Namun demikian politikus PKS itu mengatakan sampai saat ini masih ada saja pihak yang mendorong agar isu tersebut terus muncul di publik. Kendati demikian dia tidak merinci siapa pihak tersebut.
"Kalau menurut saya case closed, menurut bang Fadjroel case closed, tapi yang mengompori ada saja. Tapi yang jelas kalau rujukan konstitusi dan semangat reformasi mestinya sudah case closed," ujarnya.

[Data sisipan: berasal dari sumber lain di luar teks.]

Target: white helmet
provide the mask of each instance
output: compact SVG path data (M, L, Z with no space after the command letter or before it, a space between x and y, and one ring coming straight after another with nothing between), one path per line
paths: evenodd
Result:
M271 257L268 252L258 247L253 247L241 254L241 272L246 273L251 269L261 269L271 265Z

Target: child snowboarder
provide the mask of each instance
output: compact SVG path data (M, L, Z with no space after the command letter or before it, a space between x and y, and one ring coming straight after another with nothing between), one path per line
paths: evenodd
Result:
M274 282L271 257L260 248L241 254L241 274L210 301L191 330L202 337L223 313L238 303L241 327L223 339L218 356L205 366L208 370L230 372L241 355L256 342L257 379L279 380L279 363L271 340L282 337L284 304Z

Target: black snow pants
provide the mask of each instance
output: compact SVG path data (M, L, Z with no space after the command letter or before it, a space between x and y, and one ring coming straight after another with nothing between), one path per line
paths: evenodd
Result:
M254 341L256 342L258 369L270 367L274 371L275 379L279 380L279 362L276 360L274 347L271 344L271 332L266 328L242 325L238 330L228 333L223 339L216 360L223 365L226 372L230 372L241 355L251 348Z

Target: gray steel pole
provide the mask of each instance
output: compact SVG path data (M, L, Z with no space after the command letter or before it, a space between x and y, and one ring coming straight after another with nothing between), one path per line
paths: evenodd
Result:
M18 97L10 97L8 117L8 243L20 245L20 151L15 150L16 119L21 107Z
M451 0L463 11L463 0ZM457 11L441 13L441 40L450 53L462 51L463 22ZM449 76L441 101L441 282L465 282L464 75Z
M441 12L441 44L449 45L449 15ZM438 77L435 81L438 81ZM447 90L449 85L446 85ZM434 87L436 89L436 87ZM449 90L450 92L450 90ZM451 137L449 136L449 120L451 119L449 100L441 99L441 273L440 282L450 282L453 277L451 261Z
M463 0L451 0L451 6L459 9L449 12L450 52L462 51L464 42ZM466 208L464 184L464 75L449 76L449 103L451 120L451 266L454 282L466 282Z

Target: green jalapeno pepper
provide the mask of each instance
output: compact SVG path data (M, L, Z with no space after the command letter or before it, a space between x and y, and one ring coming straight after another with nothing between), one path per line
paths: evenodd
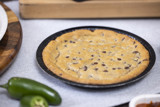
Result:
M48 107L47 101L41 96L24 96L20 102L21 107Z
M21 99L26 95L39 95L44 97L49 104L61 103L61 97L55 90L31 79L13 77L7 84L0 85L0 87L6 88L10 96L16 99Z

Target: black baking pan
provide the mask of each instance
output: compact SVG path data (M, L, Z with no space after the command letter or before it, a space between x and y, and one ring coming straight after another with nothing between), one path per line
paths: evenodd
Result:
M149 65L148 67L140 74L138 75L137 77L133 78L133 79L130 79L130 80L127 80L127 81L124 81L124 82L120 82L120 83L115 83L115 84L106 84L106 85L93 85L93 84L83 84L83 83L77 83L77 82L74 82L74 81L70 81L70 80L67 80L67 79L64 79L62 77L59 77L57 75L55 75L53 72L51 72L44 64L43 62L43 59L42 59L42 51L43 49L46 47L46 45L51 41L51 40L55 40L57 37L61 36L62 34L65 34L67 32L72 32L72 31L75 31L75 30L78 30L78 29L88 29L88 30L91 30L91 31L94 31L95 29L107 29L107 30L111 30L111 31L115 31L115 32L118 32L118 33L121 33L121 34L125 34L137 41L139 41L148 51L149 51L149 55L150 55L150 62L149 62ZM47 72L48 74L50 74L51 76L53 77L56 77L57 79L59 80L62 80L63 82L67 83L67 84L70 84L70 85L74 85L74 86L78 86L78 87L85 87L85 88L112 88L112 87L118 87L118 86L124 86L124 85L128 85L128 84L131 84L133 82L136 82L140 79L142 79L143 77L146 76L146 74L148 74L148 72L151 70L151 68L153 67L154 63L155 63L155 59L156 59L156 56L155 56L155 52L152 48L152 46L147 42L145 41L144 39L142 39L141 37L133 34L133 33L130 33L130 32L127 32L127 31L124 31L124 30L120 30L120 29L116 29L116 28L111 28L111 27L102 27L102 26L81 26L81 27L74 27L74 28L69 28L69 29L65 29L65 30L62 30L62 31L59 31L57 33L54 33L52 34L51 36L49 36L48 38L46 38L38 47L37 49L37 53L36 53L36 58L37 58L37 62L39 64L39 66L45 71Z

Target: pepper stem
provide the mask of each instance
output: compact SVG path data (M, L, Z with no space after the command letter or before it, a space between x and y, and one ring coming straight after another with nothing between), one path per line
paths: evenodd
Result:
M8 84L0 85L0 88L8 88Z

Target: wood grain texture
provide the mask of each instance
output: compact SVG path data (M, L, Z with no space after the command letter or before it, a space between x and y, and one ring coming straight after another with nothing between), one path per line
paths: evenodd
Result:
M2 2L0 4L6 10L8 16L8 28L0 41L0 75L14 61L22 43L22 29L17 16Z
M19 0L23 18L160 17L160 0Z

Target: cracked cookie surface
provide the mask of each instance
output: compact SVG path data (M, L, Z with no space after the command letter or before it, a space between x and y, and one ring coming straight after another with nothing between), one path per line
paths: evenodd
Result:
M84 84L113 84L141 74L149 64L145 47L110 30L76 30L52 40L43 61L54 74Z

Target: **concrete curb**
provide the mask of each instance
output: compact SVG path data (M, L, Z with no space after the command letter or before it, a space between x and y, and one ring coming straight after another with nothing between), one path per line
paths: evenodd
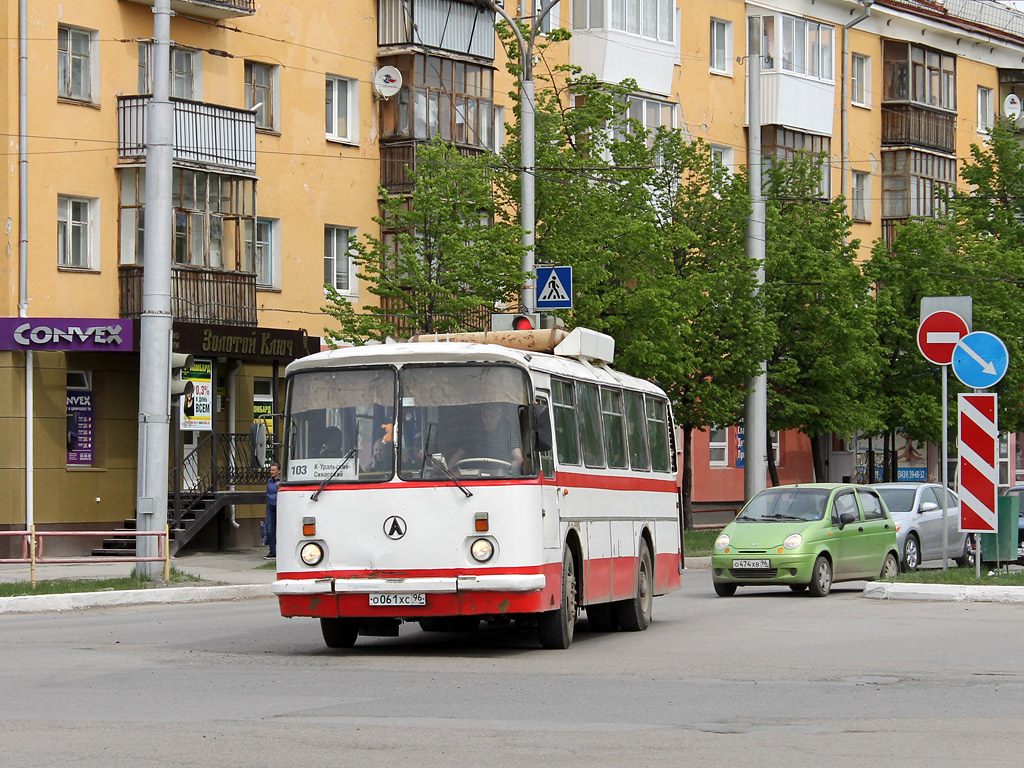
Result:
M974 584L890 584L872 582L863 596L872 600L917 600L946 603L1012 603L1024 605L1024 587L984 587Z
M270 597L271 594L269 584L231 584L223 587L159 587L110 592L68 592L61 595L19 595L0 597L0 614L47 613L158 603L210 603Z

Ketua MPR periode 2004-2009 tersebut menjelaskan bahwa yang merencanakan amandemen UUD 1945 bukanlah pimpinan MPR. Pimpinan MPR hanya menindaklanjuti rekomendasi dari MPR periode sebelumnya. Fraksi PKS sendiri setuju terhadap rencana menghadirkan pokok-pokok haluan negara (PPHN) tanpa melalui amandemen.
"Sebetulnya yang merencanakan bukan MPR, yang di luar MPR itu yang ramai-ramai mengusulkan perpanjangan masa jabatan presiden, meributkan masalah amandemen, GBHN bisa menjadi pintu masuk untuk perpanjangan masa jabatan presiden. Itu kan bukan dari MPR, itu dari publik termasuk media," ucapnya.
Hidayat mengatakan terkait PPHN sampai saat ini masih dalam kajian. Kajian tersebut ditargetkan selesai akhir 2021.
"Apapun bentuk selesainya itu bisa saja seperti dalam bentuk rekomendasi sebelumnya, ada dalam bentuk amandemen, ada yang setuju dengan TAP MPR, ada yang tidak setuju dengan amandemen tapi melalui penguatan UU, ada juga varian baru dari DPD, mereka menyetujui amandemen bila penguatan DPD disetujui, itu kan varian baru lagi," jelasnya.
"Sementara untuk menyetujui usulan DPD itu permasalahan yang tidak mudah karena saya yakin fraksi di DPR tidak akan begitu saja menyetujui. Jadi sampai hari ini masih sebatas pengkajian," imbuhnya.